Results
Overview
GWP grew by 17.0%, primarily reflecting the first-time inclusion of the former Wesfarmers business.
The insurance profit was influenced by the severe perils outcome, which had a net cost of $1,048 million, and was $495 million higher than the prior year.
The reduction in cash earnings reflected the significantly higher level of natural perils and lower reserve releases in the 2015 financial year, compared to the prior year.
The reported insurance margin incorporates:
- net natural peril claim costs of $1,048 million, which were $348 million higher than the related allowance and after exhaustion of the $150 million reinsurance cover in excess of the 2015 financial year’s perils allowance of $700 million;
- a reduced favourable impact of $33 million from the narrowing of credit spreads, compared to $100 million last financial year; and
- prior period reserve releases of $167 million, equivalent to 1.6% of net earned premium, down from $248 million in the 2014 financial year.

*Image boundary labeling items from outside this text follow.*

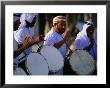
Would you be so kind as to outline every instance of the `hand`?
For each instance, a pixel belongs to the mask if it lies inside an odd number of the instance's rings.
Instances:
[[[70,35],[71,35],[71,32],[70,31],[65,32],[64,33],[64,40],[67,41],[68,38],[70,37]]]
[[[27,48],[30,44],[30,37],[25,37],[23,41],[23,47]]]
[[[39,42],[41,42],[43,40],[44,40],[44,37],[42,35],[39,35],[39,36],[36,36],[35,37],[34,42],[35,43],[39,43]]]

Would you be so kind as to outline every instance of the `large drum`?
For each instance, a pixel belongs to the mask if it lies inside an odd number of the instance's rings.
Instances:
[[[19,67],[14,70],[14,75],[26,75],[26,73],[22,68]]]
[[[61,55],[60,51],[53,46],[44,46],[40,53],[46,59],[49,71],[57,72],[62,69],[64,66],[64,58]]]
[[[18,49],[18,43],[13,38],[13,51]],[[14,65],[18,67],[18,64],[26,59],[25,54],[22,52],[18,57],[14,58]]]
[[[38,49],[39,49],[39,46],[37,45],[37,44],[34,44],[33,46],[32,46],[32,52],[38,52]]]
[[[30,75],[48,75],[48,64],[39,53],[30,53],[26,60],[27,72]]]
[[[79,75],[89,75],[95,70],[95,60],[84,50],[74,51],[69,59],[71,69]]]

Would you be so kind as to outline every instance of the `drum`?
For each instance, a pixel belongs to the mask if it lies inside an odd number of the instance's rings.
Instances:
[[[34,45],[32,46],[32,52],[37,52],[38,49],[39,49],[39,46],[38,46],[37,44],[34,44]]]
[[[95,70],[95,60],[84,50],[74,51],[69,59],[71,69],[79,75],[89,75]]]
[[[41,55],[46,59],[49,71],[57,72],[62,69],[64,66],[64,58],[61,55],[60,51],[53,46],[44,46],[40,50]]]
[[[48,75],[48,64],[39,53],[30,53],[26,60],[27,72],[30,75]]]
[[[22,68],[16,68],[14,70],[14,75],[26,75],[26,73]]]
[[[18,49],[18,43],[13,38],[13,50],[17,50],[17,49]],[[15,68],[18,67],[18,64],[24,61],[25,59],[26,59],[25,54],[23,52],[18,57],[14,58]]]
[[[18,49],[18,44],[15,40],[15,38],[13,37],[13,50],[17,50]]]

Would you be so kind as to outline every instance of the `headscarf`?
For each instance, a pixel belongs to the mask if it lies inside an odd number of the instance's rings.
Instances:
[[[87,36],[87,33],[86,33],[86,29],[90,26],[91,25],[85,24],[83,26],[83,30],[77,34],[77,38],[75,40],[77,40],[77,39],[81,40],[81,45],[77,47],[78,49],[83,49],[83,48],[87,47],[90,44],[90,39],[89,39],[89,37]]]
[[[26,21],[25,20],[27,20],[28,22],[32,22],[32,20],[33,20],[33,18],[35,17],[35,16],[37,16],[38,14],[36,14],[36,13],[23,13],[22,15],[21,15],[21,17],[20,17],[20,22],[21,22],[21,24],[20,24],[20,27],[21,26],[26,26]]]
[[[58,23],[58,22],[61,22],[61,21],[66,22],[65,16],[56,16],[56,17],[53,18],[53,25],[54,25],[55,23]]]

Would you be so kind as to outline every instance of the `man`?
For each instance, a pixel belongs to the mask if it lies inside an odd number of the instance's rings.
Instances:
[[[23,40],[26,37],[30,37],[30,42],[32,42],[32,37],[34,36],[34,24],[36,22],[35,13],[23,13],[20,18],[20,26],[17,31],[14,32],[14,38],[22,46]],[[32,51],[32,48],[28,48],[24,51],[25,55],[28,55]]]
[[[14,59],[14,64],[16,64],[17,66],[20,65],[22,68],[24,68],[25,71],[25,57],[27,57],[27,55],[32,52],[32,48],[30,46],[43,41],[42,36],[37,36],[33,40],[36,16],[37,14],[35,13],[23,13],[20,17],[21,24],[18,27],[18,30],[14,32],[14,39],[18,43],[18,49],[14,51],[14,58],[16,57]],[[25,40],[26,37],[28,38]],[[23,41],[27,41],[29,44],[27,43],[27,45],[23,45]],[[21,55],[22,53],[24,55]]]
[[[94,60],[97,60],[97,46],[93,34],[94,27],[91,24],[85,24],[83,30],[77,34],[74,46],[76,49],[87,50]]]
[[[67,45],[66,41],[68,40],[70,36],[70,32],[65,32],[65,27],[66,27],[66,18],[65,16],[56,16],[53,18],[53,27],[51,30],[47,33],[46,37],[44,40],[44,45],[52,45],[59,49],[61,54],[64,57],[64,60],[66,58],[66,51],[67,51]],[[58,71],[56,73],[57,75],[63,75],[63,69]]]
[[[14,58],[18,57],[25,49],[29,48],[34,44],[38,44],[39,42],[43,41],[42,36],[37,36],[32,42],[30,42],[30,38],[26,37],[23,41],[23,44],[20,48],[14,50]]]

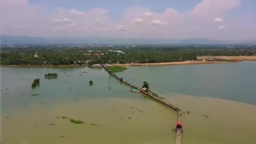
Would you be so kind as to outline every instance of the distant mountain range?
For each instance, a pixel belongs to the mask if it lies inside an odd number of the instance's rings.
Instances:
[[[2,44],[256,44],[256,39],[251,41],[229,42],[206,38],[190,38],[180,40],[156,38],[123,38],[99,37],[52,37],[44,38],[27,36],[0,36]]]

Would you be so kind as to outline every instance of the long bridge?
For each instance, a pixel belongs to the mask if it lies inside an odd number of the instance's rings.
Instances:
[[[177,131],[177,135],[176,135],[176,144],[181,144],[181,133],[182,132],[182,124],[181,123],[181,112],[180,109],[172,105],[172,104],[166,102],[164,101],[162,99],[161,99],[158,97],[154,97],[153,95],[150,94],[149,93],[146,92],[146,91],[143,90],[142,89],[136,86],[135,85],[133,85],[130,83],[129,82],[124,81],[123,79],[123,77],[120,77],[112,73],[111,71],[108,70],[106,67],[104,65],[102,65],[102,67],[104,69],[108,72],[110,75],[114,76],[115,77],[116,79],[118,79],[119,81],[123,82],[124,84],[126,85],[134,88],[137,91],[139,91],[141,93],[147,96],[148,97],[153,99],[154,100],[161,103],[161,104],[167,107],[168,108],[174,110],[175,111],[177,112],[177,116],[178,116],[178,119],[177,119],[177,122],[175,124],[176,128],[175,128],[175,131]]]

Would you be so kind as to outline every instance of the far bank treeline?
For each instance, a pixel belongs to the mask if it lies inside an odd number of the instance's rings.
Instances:
[[[31,46],[3,47],[3,65],[53,65],[95,63],[153,63],[193,60],[197,55],[252,55],[255,48],[189,46],[124,46],[109,47]],[[111,50],[111,51],[109,51]],[[90,50],[92,50],[90,51]],[[121,51],[125,53],[113,51]]]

This equates to a cash payout ratio of 70.2%, at the top end of the Group’s payout policy range of
50 – 70% of full year cash earnings.
The change in community investment reflects a reduced contribution by the business to the IAG Foundation, from $1.5 million in the 2014 financial year to
$0.5 million this year, as well as an adjustment to community investment in New Zealand, where the business has exited a number of sponsorships as it moves to align its community investment to our Purpose.